We honor two stalwarts of the musical theater, both noted for performing Kurt Weill, who have passed away recently.
German actress and singer Gisela May died on 2 December 2016 at the age of 92. After building a reputation over two decades of work in the German theater, “die May” joined the Berliner Ensemble in 1962 and immediately became an essential member of the company.
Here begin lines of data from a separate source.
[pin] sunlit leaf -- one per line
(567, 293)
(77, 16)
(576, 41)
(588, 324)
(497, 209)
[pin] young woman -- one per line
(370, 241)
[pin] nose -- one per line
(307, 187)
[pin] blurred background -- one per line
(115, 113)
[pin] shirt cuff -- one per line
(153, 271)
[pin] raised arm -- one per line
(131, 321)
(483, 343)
Her best-known role was Mother Courage, which she took over upon the death of Brecht’s widow, Helene Weigel, and played for many years. (To give you an idea of her range, May also starred in the German version of Hello, Dolly!) She toured the world as a concert artist, specializing in settings of Brecht’s poems and lyrics by Kurt Weill, Hanns Eisler, and Paul Dessau; her programs also featured other renowned Weimar authors, including Kurt Tucholsky and Erich Kästner. She had a distinguished career as a television and film actress as well.
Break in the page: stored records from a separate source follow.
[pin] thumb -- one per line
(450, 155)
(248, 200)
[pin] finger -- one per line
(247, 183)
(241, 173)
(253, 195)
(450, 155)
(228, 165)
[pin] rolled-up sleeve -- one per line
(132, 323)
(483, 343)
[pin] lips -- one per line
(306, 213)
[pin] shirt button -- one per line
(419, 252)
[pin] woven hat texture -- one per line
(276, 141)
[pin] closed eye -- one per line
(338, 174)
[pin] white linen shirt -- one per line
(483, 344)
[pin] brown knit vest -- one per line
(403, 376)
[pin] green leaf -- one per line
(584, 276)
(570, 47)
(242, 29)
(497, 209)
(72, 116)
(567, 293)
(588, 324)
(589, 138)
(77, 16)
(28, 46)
Her connection with Weill was strong. After Lotte Lenya revived Die sieben Todsünden in the late 1950s, May was the first to follow her lead, playing Anna I for the first time in 1964 and taking the role many times thereafter. (Her recording has been reissued most recently on the Brilliant Classics label.) May recorded several Weill-Brecht songs which have stayed in print for decades, and a home video release of her 1972 recording of songs by Weill, Eisler, and Dessau, paired with an earlier Lenya performance, is available on VAI 4319.
Like Lenya, May explored depths of the human heart as both an actress and singer and knew how to put across a song despite a lack of vocal virtuosity. Paul Dessau, who composed the music for Mother Courage, said of her, “She doesn’t sing beautifully, she sings right.”
The American-born soprano Elisabeth Carron died on 1 December 2016 at 94. She appeared in opera houses around the world from the 1940s through the 1980s, and was especially noted for her Puccini roles. Carron sang Birdie in Blitzstein’s Regina at New York City Opera in the 1958 revival, a performance immortalized on a cast recording released by Columbia Records (reissued on Sony Masterworks Broadway 72912). A season later, she appeared with the same company as Anna Maurrant in Weill’s Street Scene, a role she returned to in revivals throughout the 1960s. Howard Taubman of the New York Times described her Birdie as “affecting” and her Anna as “touching.”